Population (2011)Census of India
- • Total: 5,796
- Demonym: Maithil
- Postal Pincode: 847240

= Umgaon =

Village of Bihar

Umgaon is a historical village in the Mithila region of Bihar in India. It is located in the Harlakhi block of the Madhubani district. During the British rule in the Indian subcontinent, this village was known for the cultivation of Neel plants.

== History ==
The history of village can be traced from the period of the British rule in the subcontinent. According to the older residents of the village, there was an Englishman known as "Mister Alexander", who was running the factory of Neel products with his brother and sister during the British rule in the village. Those days the Umgaon village was the major centre for the cultivation and production of the Neel related products in the region.

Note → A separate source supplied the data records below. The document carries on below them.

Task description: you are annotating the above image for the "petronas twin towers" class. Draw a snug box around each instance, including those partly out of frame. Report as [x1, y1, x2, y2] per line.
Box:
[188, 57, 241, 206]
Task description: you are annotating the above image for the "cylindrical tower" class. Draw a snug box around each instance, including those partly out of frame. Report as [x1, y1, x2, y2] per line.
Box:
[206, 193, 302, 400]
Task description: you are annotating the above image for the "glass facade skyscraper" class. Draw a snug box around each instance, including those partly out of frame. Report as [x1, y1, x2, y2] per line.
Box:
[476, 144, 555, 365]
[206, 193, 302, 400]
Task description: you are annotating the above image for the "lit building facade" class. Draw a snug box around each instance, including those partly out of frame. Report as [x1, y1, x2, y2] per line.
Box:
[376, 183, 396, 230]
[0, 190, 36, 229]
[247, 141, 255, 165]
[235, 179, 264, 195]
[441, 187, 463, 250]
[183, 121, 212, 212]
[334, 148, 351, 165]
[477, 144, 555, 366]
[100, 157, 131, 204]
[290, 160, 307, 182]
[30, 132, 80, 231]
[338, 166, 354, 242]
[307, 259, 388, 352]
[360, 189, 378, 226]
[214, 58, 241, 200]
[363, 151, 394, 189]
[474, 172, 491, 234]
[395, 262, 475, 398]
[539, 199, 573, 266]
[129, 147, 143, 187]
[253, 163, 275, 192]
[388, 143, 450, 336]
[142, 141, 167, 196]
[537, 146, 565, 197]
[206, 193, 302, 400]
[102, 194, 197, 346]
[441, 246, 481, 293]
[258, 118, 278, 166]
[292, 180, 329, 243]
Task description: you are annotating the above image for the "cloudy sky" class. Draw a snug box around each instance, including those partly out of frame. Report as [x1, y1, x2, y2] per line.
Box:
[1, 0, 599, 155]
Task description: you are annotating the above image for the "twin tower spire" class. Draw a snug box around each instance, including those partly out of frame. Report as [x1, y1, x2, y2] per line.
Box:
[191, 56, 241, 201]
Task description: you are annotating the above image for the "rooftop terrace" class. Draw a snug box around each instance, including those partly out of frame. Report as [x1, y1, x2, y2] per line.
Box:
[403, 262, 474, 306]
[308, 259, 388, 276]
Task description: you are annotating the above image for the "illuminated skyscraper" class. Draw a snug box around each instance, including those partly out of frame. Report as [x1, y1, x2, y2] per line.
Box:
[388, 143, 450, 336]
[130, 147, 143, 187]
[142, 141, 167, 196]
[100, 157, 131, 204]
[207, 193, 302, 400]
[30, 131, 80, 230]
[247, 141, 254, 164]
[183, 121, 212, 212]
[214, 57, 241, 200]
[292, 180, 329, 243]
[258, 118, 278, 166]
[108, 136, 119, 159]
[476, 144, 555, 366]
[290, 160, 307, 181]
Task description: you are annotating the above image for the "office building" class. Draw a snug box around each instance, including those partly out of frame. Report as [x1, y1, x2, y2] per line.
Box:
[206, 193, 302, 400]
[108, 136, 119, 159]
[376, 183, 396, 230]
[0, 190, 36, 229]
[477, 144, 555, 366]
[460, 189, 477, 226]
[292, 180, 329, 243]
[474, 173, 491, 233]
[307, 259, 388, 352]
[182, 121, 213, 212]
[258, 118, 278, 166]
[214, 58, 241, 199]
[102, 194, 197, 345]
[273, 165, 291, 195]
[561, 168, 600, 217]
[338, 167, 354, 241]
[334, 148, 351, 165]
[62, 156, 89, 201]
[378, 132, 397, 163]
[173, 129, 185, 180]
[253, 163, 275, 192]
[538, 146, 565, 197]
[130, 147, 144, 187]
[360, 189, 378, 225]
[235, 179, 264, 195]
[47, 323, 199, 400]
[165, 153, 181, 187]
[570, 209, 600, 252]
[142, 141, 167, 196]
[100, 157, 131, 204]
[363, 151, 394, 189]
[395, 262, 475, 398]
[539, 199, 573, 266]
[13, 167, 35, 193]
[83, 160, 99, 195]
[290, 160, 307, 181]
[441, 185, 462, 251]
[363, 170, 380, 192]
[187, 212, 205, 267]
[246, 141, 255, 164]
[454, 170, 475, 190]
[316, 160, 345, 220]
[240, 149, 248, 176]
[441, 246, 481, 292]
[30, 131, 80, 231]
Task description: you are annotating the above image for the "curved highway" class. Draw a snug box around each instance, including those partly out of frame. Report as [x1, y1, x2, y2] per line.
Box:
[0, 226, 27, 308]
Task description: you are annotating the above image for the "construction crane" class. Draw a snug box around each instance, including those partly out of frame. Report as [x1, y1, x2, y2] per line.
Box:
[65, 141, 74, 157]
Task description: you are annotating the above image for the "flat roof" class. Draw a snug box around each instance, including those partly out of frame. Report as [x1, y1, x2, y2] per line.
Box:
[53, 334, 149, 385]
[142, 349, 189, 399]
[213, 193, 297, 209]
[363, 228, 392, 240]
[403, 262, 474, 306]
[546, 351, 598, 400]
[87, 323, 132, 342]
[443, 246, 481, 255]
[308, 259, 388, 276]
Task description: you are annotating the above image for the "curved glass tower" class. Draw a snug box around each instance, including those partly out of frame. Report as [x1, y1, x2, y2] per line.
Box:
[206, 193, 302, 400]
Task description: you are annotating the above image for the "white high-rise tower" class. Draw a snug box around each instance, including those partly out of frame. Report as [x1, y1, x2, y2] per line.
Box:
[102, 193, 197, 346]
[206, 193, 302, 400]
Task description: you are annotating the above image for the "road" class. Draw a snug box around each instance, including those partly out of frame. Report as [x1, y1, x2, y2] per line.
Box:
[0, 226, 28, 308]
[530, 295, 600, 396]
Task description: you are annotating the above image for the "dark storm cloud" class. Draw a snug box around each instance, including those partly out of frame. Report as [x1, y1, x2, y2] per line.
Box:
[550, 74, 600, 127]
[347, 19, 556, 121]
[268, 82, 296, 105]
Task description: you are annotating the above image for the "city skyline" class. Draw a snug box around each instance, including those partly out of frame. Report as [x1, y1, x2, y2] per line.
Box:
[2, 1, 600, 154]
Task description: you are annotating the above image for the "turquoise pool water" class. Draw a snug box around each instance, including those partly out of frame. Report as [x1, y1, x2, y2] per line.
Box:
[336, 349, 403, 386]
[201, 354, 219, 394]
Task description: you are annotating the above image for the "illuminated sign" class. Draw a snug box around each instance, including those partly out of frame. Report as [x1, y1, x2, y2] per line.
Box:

The remains of ruins of the Neel factory still exist in the village. The ruins of the Neel factory is known as Umgaon Kothi also called as Neelha Kothi. The legacy of the Umgaon Kothi was preserved by naming the post of the village on its name. The post office of the Umgaon village is called as Umgaon Kothi whose postal pincode is 847240.

== Demographics ==
According to the Indian population census 2011, the total number of families residing in the village is 1,012. The total population of the village is 5,796. The number of males and females are 3,019 and 2,777 respectively out of the total population. The average sex ratio of the village is 920.